In Reinforcement Learning (RL), a reward function is part of the problem definition and should:
Be based primarily on the goals of the agent.
Take into account any combination of starting state $s$, action taken $a$, resulting state $s'$ and/or a random amount (a constant amount is just a random amount with a fixed value having probability 1). You should not use other data than those four things, but you also do not have to use any of them. This is important, as using any other data stops your environment from being a Markov Decision Process (MDP).
Given the first point, as direct and simple as possible. In many situations this is all you need. A reward of +1 for winning a game, 0 for a draw and -1 for losing is enough to fully define the goals of most 2-player games.
In general, have positive rewards for things you want the agent to achieve or repeat, and negative rewards for things you want the agent to avoid or minimise doing.

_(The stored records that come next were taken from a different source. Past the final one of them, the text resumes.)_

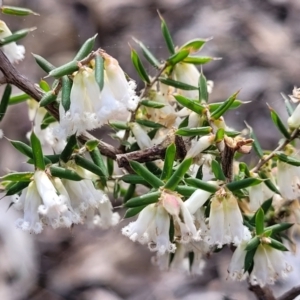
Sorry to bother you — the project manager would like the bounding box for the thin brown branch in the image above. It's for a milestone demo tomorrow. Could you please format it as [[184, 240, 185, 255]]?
[[277, 285, 300, 300], [0, 76, 7, 85], [249, 284, 276, 300]]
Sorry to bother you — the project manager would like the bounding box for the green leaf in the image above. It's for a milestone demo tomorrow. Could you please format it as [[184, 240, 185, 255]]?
[[209, 100, 247, 112], [39, 91, 57, 107], [122, 174, 149, 185], [245, 122, 263, 158], [158, 11, 175, 54], [161, 143, 176, 181], [0, 172, 33, 182], [32, 53, 55, 73], [132, 37, 160, 68], [0, 27, 36, 46], [113, 181, 120, 199], [39, 80, 51, 92], [60, 134, 77, 163], [281, 93, 294, 117], [175, 185, 197, 197], [244, 244, 258, 273], [210, 91, 239, 120], [41, 113, 56, 129], [269, 238, 288, 251], [226, 178, 262, 192], [48, 61, 79, 78], [90, 148, 108, 178], [196, 165, 203, 179], [125, 191, 160, 207], [109, 121, 130, 130], [199, 71, 208, 102], [250, 198, 273, 225], [1, 6, 39, 16], [30, 131, 45, 170], [164, 158, 192, 190], [255, 208, 265, 235], [75, 155, 107, 179], [178, 116, 189, 128], [124, 205, 147, 218], [130, 161, 164, 189], [159, 78, 198, 91], [85, 140, 99, 152], [245, 236, 260, 251], [49, 166, 82, 181], [5, 181, 30, 196], [140, 100, 165, 109], [176, 126, 212, 137], [264, 223, 293, 234], [0, 84, 11, 122], [131, 48, 150, 84], [225, 130, 241, 137], [107, 157, 114, 177], [180, 38, 208, 53], [135, 119, 165, 128], [95, 53, 104, 90], [10, 140, 33, 158], [174, 94, 205, 114], [166, 49, 189, 65], [123, 184, 136, 203], [61, 75, 72, 111], [239, 162, 250, 178], [259, 171, 280, 195], [268, 104, 290, 139], [185, 178, 218, 193], [145, 162, 162, 176], [215, 128, 224, 143], [8, 93, 30, 105], [74, 34, 97, 61], [276, 153, 300, 166], [211, 160, 226, 181], [183, 56, 217, 65]]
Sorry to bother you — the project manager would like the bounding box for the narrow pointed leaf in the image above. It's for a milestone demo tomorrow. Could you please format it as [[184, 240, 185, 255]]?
[[30, 131, 45, 170], [185, 178, 218, 193], [50, 166, 82, 181], [74, 34, 97, 61], [39, 80, 51, 92], [140, 100, 165, 108], [48, 61, 79, 78], [210, 91, 239, 119], [90, 148, 108, 177], [107, 157, 114, 177], [145, 162, 162, 176], [123, 184, 136, 203], [245, 236, 260, 252], [183, 56, 216, 64], [95, 53, 104, 90], [166, 49, 189, 65], [209, 100, 247, 112], [158, 12, 175, 54], [131, 48, 150, 83], [10, 140, 33, 158], [199, 71, 208, 102], [259, 171, 280, 195], [5, 181, 30, 196], [161, 143, 176, 181], [269, 238, 288, 251], [226, 178, 262, 192], [244, 247, 257, 273], [124, 191, 160, 207], [175, 185, 197, 197], [85, 140, 99, 152], [32, 53, 55, 73], [122, 174, 149, 185], [178, 116, 189, 128], [211, 160, 226, 181], [135, 119, 165, 128], [164, 158, 192, 190], [109, 121, 129, 130], [113, 181, 120, 199], [0, 27, 36, 46], [39, 91, 57, 107], [75, 155, 107, 178], [264, 223, 293, 234], [180, 38, 208, 53], [215, 128, 224, 143], [61, 75, 72, 111], [159, 78, 197, 90], [277, 153, 300, 166], [245, 122, 263, 158], [8, 93, 30, 105], [268, 105, 290, 139], [133, 37, 160, 68], [130, 161, 164, 189], [174, 94, 205, 114], [255, 208, 265, 235], [41, 113, 56, 129], [281, 93, 293, 117], [60, 134, 77, 163], [250, 198, 273, 225], [124, 205, 147, 218], [176, 126, 211, 137], [1, 6, 39, 16], [0, 84, 11, 122], [0, 172, 33, 182], [239, 162, 251, 178]]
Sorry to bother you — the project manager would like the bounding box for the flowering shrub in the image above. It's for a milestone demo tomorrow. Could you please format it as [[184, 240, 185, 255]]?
[[0, 4, 300, 299]]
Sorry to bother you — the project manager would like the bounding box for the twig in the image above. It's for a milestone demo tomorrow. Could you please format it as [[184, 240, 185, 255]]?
[[251, 128, 300, 173], [277, 285, 300, 300], [0, 76, 7, 85], [249, 284, 276, 300]]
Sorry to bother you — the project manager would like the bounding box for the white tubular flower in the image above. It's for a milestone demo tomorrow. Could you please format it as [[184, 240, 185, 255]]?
[[248, 181, 274, 212], [208, 188, 247, 247], [34, 170, 70, 229], [129, 122, 152, 149], [59, 67, 100, 136], [287, 103, 300, 128], [250, 244, 292, 287], [228, 241, 248, 281], [15, 183, 43, 234], [277, 160, 300, 200], [0, 21, 25, 63], [186, 134, 215, 159]]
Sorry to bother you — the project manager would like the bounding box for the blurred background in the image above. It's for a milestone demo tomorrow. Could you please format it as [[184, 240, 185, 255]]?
[[0, 0, 300, 299]]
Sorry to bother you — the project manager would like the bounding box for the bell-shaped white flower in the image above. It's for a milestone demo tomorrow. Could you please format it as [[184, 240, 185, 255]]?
[[186, 134, 215, 159], [228, 241, 248, 281], [288, 103, 300, 128], [129, 122, 152, 149], [277, 160, 300, 200], [0, 21, 25, 63]]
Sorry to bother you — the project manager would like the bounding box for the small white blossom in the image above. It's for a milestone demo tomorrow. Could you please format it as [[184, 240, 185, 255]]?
[[228, 241, 248, 281], [186, 135, 215, 159], [129, 122, 152, 149], [0, 21, 25, 64]]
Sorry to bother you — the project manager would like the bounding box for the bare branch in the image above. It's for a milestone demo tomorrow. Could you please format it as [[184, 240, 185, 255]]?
[[277, 285, 300, 300], [249, 284, 276, 300]]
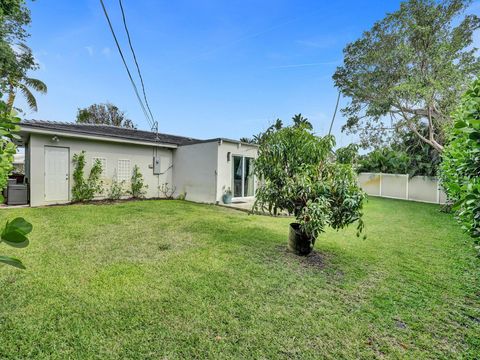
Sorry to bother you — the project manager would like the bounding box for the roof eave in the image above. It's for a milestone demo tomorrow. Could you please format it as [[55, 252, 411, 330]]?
[[180, 137, 259, 147], [20, 125, 179, 148]]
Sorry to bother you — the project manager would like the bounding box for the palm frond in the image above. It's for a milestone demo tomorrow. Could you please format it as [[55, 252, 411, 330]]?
[[23, 77, 47, 93], [18, 83, 38, 112]]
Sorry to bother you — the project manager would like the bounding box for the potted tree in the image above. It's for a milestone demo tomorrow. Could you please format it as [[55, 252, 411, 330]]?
[[253, 123, 365, 255]]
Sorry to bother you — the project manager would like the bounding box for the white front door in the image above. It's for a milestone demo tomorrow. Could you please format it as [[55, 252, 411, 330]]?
[[44, 146, 69, 201]]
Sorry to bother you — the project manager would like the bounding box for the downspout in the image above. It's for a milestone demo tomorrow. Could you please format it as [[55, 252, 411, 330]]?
[[215, 139, 222, 204], [157, 148, 160, 197]]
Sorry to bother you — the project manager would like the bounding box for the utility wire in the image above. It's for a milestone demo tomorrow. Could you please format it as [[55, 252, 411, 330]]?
[[99, 0, 154, 129], [118, 0, 157, 132]]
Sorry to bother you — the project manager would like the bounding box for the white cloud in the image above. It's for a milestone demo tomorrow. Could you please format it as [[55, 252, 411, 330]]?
[[268, 61, 340, 69], [296, 36, 339, 49], [33, 51, 47, 71], [101, 47, 112, 57], [84, 46, 94, 56]]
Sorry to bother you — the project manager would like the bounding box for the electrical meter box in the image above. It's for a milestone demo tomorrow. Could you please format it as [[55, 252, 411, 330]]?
[[153, 157, 161, 175]]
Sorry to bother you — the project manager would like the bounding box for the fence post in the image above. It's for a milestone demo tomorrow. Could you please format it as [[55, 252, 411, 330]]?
[[436, 178, 440, 204], [405, 174, 409, 200], [379, 173, 382, 197]]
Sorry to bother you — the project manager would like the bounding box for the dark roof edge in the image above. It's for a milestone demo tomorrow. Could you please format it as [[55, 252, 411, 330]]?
[[180, 138, 259, 147], [21, 120, 198, 142], [19, 120, 201, 147], [19, 123, 179, 147]]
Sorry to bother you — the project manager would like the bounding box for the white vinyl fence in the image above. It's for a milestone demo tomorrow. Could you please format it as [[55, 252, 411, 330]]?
[[358, 173, 447, 204]]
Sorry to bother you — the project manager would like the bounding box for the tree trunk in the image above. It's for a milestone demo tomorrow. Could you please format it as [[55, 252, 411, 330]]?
[[6, 82, 16, 113]]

It is common for instance to have a fixed reward of -1 per time step when the objective is to complete a task as fast as possible.

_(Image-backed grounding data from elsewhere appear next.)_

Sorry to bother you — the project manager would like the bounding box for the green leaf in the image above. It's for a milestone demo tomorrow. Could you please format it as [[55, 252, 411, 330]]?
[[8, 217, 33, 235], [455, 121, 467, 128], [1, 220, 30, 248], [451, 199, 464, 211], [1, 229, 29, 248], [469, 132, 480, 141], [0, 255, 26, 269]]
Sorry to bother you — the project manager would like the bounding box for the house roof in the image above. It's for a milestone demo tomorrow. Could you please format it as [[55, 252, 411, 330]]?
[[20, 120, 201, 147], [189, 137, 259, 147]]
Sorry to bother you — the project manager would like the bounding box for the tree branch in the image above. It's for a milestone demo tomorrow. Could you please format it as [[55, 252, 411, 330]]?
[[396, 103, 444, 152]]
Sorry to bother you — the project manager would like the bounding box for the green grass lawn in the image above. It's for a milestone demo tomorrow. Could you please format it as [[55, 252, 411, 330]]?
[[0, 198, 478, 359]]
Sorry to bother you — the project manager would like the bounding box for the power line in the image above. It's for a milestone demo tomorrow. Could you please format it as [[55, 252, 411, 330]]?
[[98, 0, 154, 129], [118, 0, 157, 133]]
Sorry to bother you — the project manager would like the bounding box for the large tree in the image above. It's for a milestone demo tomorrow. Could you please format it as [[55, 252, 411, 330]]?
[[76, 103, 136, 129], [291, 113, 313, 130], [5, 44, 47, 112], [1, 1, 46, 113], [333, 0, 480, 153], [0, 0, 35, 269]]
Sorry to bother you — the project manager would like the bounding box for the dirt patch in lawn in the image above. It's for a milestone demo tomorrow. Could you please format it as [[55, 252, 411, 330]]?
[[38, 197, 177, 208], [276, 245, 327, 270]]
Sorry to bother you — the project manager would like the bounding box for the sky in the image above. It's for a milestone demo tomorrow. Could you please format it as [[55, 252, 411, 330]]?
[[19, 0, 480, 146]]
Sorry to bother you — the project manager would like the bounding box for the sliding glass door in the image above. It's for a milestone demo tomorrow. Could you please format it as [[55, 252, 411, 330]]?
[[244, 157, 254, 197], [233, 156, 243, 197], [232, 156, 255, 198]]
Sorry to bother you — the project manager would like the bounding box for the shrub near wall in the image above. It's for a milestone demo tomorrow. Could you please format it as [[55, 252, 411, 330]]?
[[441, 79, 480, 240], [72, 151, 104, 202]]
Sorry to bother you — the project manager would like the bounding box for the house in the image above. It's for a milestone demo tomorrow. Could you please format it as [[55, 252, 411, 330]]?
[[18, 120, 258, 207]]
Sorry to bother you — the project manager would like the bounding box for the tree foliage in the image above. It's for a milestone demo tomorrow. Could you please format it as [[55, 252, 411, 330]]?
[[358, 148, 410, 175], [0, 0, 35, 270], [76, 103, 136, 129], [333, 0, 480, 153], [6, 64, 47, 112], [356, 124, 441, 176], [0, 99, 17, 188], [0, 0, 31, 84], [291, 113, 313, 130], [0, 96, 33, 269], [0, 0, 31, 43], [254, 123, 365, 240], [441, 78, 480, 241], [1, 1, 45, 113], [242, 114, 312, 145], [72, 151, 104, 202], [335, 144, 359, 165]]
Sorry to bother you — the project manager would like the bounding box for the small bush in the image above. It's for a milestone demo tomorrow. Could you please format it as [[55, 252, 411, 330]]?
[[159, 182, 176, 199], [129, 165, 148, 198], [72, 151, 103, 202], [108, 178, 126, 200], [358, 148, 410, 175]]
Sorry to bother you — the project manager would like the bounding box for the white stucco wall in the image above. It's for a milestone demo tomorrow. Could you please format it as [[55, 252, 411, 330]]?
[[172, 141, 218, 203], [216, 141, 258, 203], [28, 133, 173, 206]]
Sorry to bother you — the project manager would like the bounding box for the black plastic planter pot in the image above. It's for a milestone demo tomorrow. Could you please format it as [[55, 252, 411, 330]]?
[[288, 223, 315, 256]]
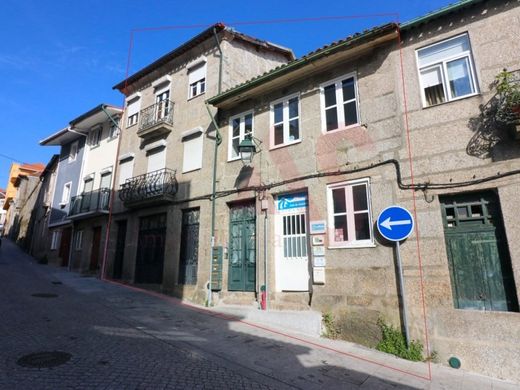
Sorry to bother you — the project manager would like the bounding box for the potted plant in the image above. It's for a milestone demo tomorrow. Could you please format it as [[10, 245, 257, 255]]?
[[495, 70, 520, 138]]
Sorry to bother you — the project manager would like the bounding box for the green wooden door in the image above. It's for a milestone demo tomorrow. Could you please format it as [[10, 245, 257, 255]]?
[[441, 192, 518, 312], [228, 203, 256, 291]]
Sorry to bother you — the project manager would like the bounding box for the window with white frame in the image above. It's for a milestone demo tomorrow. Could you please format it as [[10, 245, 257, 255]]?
[[188, 62, 206, 99], [271, 94, 300, 148], [90, 126, 102, 147], [126, 96, 141, 127], [321, 74, 359, 132], [61, 182, 72, 205], [109, 116, 120, 139], [51, 230, 61, 250], [68, 141, 78, 162], [74, 230, 83, 250], [155, 89, 171, 120], [182, 128, 203, 173], [327, 178, 373, 247], [228, 111, 253, 161], [417, 33, 478, 107], [118, 157, 134, 186]]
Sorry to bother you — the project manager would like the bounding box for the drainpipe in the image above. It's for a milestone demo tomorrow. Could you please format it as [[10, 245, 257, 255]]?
[[203, 27, 224, 307], [264, 207, 268, 310], [99, 105, 123, 280]]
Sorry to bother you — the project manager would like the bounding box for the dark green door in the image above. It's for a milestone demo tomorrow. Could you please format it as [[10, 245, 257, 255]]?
[[228, 202, 256, 291], [441, 191, 518, 312], [179, 208, 200, 285]]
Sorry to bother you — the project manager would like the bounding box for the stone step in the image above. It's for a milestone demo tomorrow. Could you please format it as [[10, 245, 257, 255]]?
[[218, 291, 257, 306]]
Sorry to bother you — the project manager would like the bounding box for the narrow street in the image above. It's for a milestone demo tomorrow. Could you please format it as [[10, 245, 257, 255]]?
[[0, 240, 515, 390]]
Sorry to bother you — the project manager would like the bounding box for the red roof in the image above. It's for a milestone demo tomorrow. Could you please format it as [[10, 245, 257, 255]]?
[[20, 163, 45, 173]]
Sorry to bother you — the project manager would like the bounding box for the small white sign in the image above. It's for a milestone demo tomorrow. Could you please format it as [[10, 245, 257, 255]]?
[[313, 267, 326, 284], [313, 256, 326, 267], [312, 246, 325, 256], [312, 236, 324, 246], [310, 220, 326, 234]]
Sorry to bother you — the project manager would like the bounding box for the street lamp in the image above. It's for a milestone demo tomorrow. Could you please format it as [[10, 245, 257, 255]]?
[[238, 134, 259, 165]]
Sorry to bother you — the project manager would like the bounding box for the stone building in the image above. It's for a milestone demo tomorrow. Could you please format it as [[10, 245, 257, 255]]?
[[206, 0, 520, 382], [105, 23, 294, 301]]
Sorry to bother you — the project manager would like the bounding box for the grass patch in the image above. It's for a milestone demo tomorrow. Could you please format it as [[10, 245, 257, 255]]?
[[376, 318, 423, 361], [322, 312, 341, 339]]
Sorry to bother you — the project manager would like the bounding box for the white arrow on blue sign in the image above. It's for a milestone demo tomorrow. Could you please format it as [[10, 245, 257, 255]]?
[[377, 206, 414, 242]]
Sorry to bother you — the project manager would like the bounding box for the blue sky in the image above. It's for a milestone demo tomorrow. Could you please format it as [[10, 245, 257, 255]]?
[[0, 0, 457, 187]]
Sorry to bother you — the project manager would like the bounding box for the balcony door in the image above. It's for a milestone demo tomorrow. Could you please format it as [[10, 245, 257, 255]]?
[[99, 172, 112, 210], [147, 147, 166, 173], [156, 90, 170, 120], [81, 177, 94, 213]]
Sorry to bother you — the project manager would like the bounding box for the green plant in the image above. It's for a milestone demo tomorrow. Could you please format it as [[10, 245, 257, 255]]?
[[322, 312, 341, 339], [375, 318, 423, 361], [495, 69, 520, 124]]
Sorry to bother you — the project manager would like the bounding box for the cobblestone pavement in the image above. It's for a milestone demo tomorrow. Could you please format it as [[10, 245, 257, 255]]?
[[0, 240, 518, 390]]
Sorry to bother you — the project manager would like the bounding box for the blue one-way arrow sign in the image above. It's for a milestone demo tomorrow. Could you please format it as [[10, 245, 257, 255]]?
[[377, 206, 414, 242]]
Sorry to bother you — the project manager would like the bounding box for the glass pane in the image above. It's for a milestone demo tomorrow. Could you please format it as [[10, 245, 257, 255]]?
[[300, 214, 306, 234], [326, 108, 338, 131], [232, 118, 240, 137], [324, 84, 336, 107], [232, 138, 239, 158], [447, 57, 473, 98], [244, 114, 253, 134], [274, 103, 283, 124], [344, 101, 358, 126], [334, 215, 348, 242], [354, 213, 370, 240], [274, 124, 284, 145], [288, 97, 299, 118], [352, 185, 368, 211], [289, 119, 299, 141], [421, 66, 446, 106], [200, 79, 206, 93], [342, 78, 355, 101], [417, 34, 470, 67], [332, 188, 346, 213]]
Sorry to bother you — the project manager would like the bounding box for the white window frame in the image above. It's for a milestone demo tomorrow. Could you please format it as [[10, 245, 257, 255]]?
[[68, 141, 78, 163], [60, 182, 72, 206], [50, 230, 61, 250], [320, 72, 360, 134], [416, 33, 479, 108], [89, 126, 102, 148], [108, 116, 120, 140], [187, 60, 207, 99], [326, 177, 374, 249], [74, 230, 83, 250], [227, 110, 254, 162], [127, 112, 139, 127], [270, 93, 301, 149]]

In general, reward 0 for anything which is not directly related to the goals. This allows the agent to learn for itself whether a trajectory that uses particular states/actions or time resources is worthwhile or not.
Be scaled for convenience. Scaling all rewards by a common factor does not matter at a theoretical level, as the exact same behaviour will be optimal. In practice you want the sums of reward to be easy to assess by yourself as you analyse results of learning, and you also want whatever technical solution you implement to be able to cope with the range of values. Simple numbers such as +1/-1 achieve that for basic rewards.
Ideally, you should avoid using heuristic functions that reward an agent for interim goals or results, as that inserts your opinion about how the problem should be solved into the system, and may not in fact be optimal given the goals. In fact you can view the purpose of value-based RL is learning a good heuristic function (the value function) from the more sparse reward function. If you already had a good heuristic function then you may not need RL at all.
You may need to compare very different parts of the outcome in a single reward function. This can be hard to balance correctly, as the reward function is a single scalar value and you have to define what it means to balance between different objectives within a single scenario. If you do have very different metrics that you want to combine then you need to think harder about what that means:
Where possible, flatten the reward signal into the same units and base your goals around them. For instance, in business and production processes if may be possible to use currency as the units of reward and convert things such as energy used, transport distance, etc., into that currency.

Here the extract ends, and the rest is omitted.